Webb View of Dimorphos Ejecta (NIRCam)
Webb View of Dimorphos Ejecta (NIRCam)

SCIENCE: NASA, ESA, CSA, Cristina Thomas (Northern Arizona University), Ian Wong (NASA-GSFC)
IMAGE PROCESSING: Joseph DePasquale (STScI)

This image from NASA’s James Webb Space Telescope’s Near-Infrared Camera (NIRCam) instrument shows Dimorphos, the asteroid moonlet in the double-asteroid system of Didymos, about 4 hours after NASA’s Double Asteroid Redirection Test (DART) made impact. A tight, compact core and plumes of material appearing as wisps streaming away from the center of where the impact took place, are visible in the image. Those sharp points are Webb’s distinctive eight diffraction spikes , an artifact of the telescope’s structure.

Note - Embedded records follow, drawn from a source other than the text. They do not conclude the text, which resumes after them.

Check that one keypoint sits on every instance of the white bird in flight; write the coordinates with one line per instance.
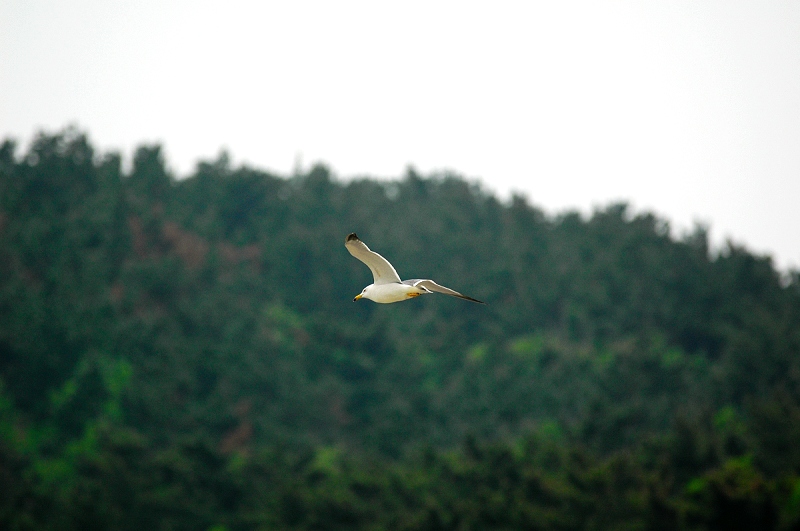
(387, 286)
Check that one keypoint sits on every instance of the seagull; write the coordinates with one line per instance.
(387, 286)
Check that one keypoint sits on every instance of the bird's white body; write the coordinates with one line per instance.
(394, 292)
(387, 286)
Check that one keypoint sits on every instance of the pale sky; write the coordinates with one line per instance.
(689, 109)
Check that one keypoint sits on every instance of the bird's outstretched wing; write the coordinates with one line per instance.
(430, 285)
(382, 270)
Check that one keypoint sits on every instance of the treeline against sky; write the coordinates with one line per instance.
(185, 354)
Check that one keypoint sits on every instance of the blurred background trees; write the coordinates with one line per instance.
(184, 354)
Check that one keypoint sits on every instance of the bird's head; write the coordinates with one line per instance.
(364, 293)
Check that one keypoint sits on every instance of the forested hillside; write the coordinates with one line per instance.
(185, 354)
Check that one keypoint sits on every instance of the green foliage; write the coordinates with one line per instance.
(184, 354)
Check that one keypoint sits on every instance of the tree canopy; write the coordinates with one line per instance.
(184, 354)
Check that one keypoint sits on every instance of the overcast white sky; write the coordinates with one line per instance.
(689, 109)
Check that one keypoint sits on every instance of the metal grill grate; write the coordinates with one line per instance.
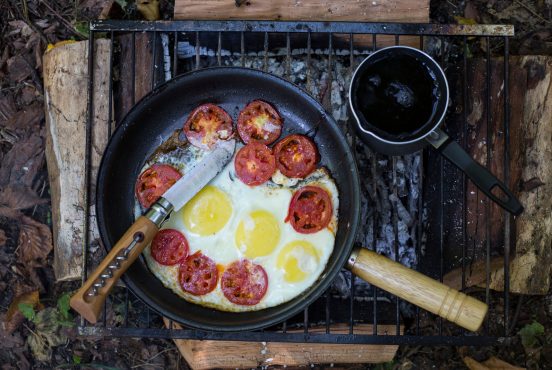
(235, 36)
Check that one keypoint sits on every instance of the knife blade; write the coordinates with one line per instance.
(200, 175)
(89, 299)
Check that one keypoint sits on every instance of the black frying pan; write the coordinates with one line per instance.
(165, 109)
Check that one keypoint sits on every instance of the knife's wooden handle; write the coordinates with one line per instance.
(418, 289)
(141, 232)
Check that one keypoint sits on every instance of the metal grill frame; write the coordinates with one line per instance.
(174, 28)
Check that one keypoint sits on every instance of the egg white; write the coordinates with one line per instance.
(221, 246)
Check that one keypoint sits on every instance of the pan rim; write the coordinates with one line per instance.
(327, 277)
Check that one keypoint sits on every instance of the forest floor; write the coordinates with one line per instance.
(36, 330)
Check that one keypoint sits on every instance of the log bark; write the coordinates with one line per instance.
(66, 95)
(319, 10)
(209, 354)
(530, 173)
(530, 269)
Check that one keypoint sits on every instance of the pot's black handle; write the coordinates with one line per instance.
(480, 176)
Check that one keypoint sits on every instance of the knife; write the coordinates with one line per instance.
(89, 299)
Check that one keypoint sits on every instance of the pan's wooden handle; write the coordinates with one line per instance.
(137, 237)
(418, 289)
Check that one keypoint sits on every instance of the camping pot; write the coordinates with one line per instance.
(399, 98)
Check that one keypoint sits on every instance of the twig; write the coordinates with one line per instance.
(25, 9)
(530, 10)
(516, 314)
(29, 23)
(65, 22)
(144, 363)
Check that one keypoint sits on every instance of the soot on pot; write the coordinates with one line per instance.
(397, 96)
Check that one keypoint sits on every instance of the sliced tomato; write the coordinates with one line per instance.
(206, 125)
(310, 210)
(255, 164)
(169, 247)
(259, 122)
(198, 274)
(244, 283)
(154, 181)
(296, 156)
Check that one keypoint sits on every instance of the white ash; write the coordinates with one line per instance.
(376, 229)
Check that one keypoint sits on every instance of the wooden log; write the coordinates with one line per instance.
(475, 274)
(530, 169)
(125, 98)
(208, 354)
(530, 269)
(405, 11)
(308, 10)
(66, 95)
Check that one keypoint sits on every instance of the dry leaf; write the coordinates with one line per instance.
(494, 363)
(20, 197)
(18, 69)
(48, 333)
(14, 317)
(35, 242)
(149, 9)
(23, 161)
(8, 340)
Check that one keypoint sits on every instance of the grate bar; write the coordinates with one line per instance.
(487, 203)
(267, 336)
(506, 165)
(154, 61)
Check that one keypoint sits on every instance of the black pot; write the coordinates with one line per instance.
(399, 97)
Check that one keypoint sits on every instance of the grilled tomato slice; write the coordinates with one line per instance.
(254, 164)
(198, 274)
(296, 156)
(259, 122)
(206, 125)
(244, 283)
(310, 210)
(169, 247)
(154, 181)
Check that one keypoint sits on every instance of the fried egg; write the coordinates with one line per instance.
(229, 220)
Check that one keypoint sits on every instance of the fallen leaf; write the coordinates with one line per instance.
(9, 340)
(20, 27)
(20, 197)
(18, 69)
(35, 242)
(23, 161)
(149, 9)
(48, 333)
(14, 317)
(465, 21)
(3, 238)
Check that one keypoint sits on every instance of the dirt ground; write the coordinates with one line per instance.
(37, 325)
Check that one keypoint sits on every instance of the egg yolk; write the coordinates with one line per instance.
(258, 234)
(298, 259)
(207, 212)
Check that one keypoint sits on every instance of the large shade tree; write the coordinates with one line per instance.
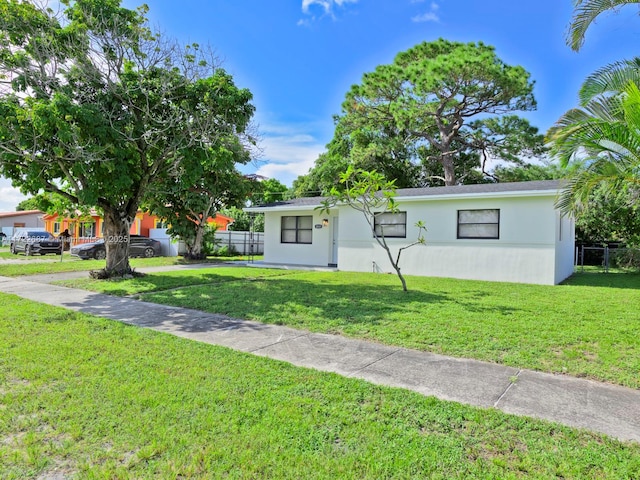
(95, 106)
(203, 183)
(437, 106)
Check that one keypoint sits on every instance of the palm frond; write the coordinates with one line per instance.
(585, 12)
(611, 78)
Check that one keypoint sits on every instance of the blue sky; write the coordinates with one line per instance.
(299, 57)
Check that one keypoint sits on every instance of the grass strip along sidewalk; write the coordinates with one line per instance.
(94, 398)
(587, 328)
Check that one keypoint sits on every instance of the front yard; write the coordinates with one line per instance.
(90, 398)
(586, 328)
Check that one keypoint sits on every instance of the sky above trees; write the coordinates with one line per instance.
(300, 57)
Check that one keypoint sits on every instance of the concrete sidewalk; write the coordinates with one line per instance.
(600, 407)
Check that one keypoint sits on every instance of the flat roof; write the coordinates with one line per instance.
(19, 213)
(485, 190)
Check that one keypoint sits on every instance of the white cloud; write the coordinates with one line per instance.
(9, 196)
(327, 6)
(430, 16)
(287, 152)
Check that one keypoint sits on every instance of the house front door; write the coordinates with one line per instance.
(334, 242)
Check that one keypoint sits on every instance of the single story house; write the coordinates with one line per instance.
(509, 232)
(12, 221)
(89, 227)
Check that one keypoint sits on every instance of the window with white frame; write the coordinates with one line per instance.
(390, 224)
(477, 224)
(296, 229)
(87, 229)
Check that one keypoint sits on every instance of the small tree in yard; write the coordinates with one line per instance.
(373, 195)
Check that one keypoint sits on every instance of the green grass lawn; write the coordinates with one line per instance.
(36, 264)
(92, 398)
(586, 328)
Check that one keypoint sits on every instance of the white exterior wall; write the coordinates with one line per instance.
(317, 253)
(525, 251)
(565, 247)
(30, 220)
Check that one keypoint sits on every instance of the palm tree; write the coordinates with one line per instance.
(602, 137)
(585, 12)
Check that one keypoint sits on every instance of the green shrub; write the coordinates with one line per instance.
(625, 258)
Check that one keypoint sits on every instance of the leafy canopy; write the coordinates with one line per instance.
(438, 106)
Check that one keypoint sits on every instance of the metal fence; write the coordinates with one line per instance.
(599, 256)
(244, 243)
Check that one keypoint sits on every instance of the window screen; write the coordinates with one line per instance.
(479, 224)
(296, 229)
(391, 224)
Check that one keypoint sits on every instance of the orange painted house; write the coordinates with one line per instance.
(90, 227)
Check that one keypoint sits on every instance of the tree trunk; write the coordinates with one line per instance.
(194, 249)
(449, 169)
(116, 236)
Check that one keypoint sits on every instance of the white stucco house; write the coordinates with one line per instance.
(508, 232)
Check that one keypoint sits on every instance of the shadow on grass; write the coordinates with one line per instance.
(340, 304)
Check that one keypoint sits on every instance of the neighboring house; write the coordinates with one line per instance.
(12, 221)
(508, 232)
(90, 227)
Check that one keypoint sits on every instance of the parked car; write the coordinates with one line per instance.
(139, 246)
(35, 241)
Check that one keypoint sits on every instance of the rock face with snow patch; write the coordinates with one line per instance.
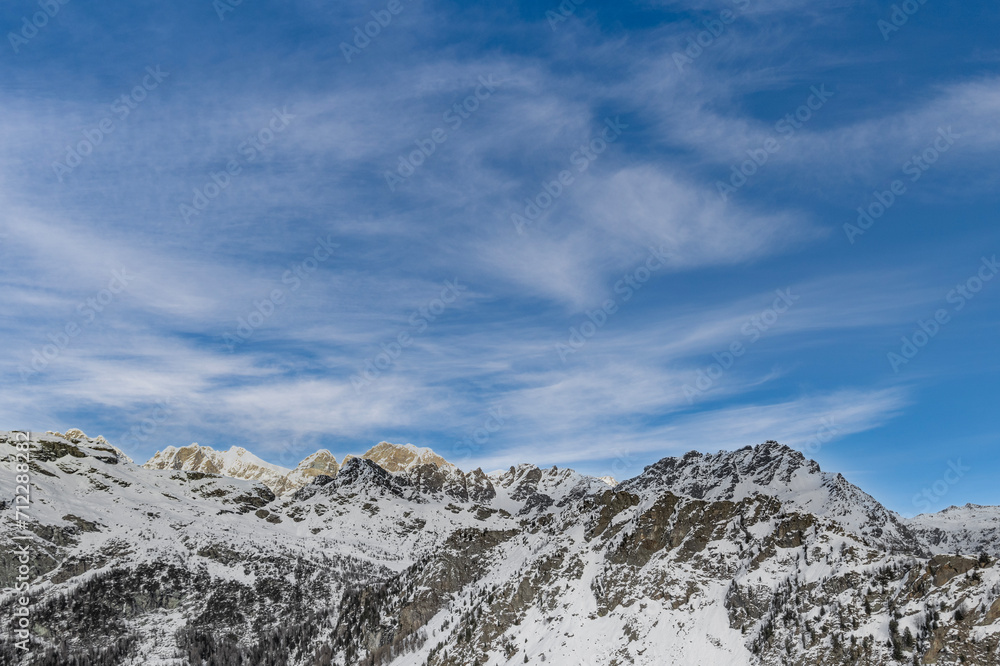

These observations, when combined with data from NASA’s Hubble Space Telescope, will allow scientists to gain knowledge about the nature of the surface of Dimorphos, how much material was ejected by the collision, and how fast it was ejected.

In the coming months, scientists will use Webb’s Mid-Infrared Instrument (MIRI) and Near-Infrared Spectrograph (NIRSpec) to observe ejecta from Dimorphos further. Spectroscopic data will also provide researchers with insight into the asteroid’s chemical composition.

The observations shown here were conducted in the filter F070W (0.7 microns) and assigned the color red.

NIRCam was built by a team at the University of Arizona and Lockheed Martin’s Advanced Technology Center.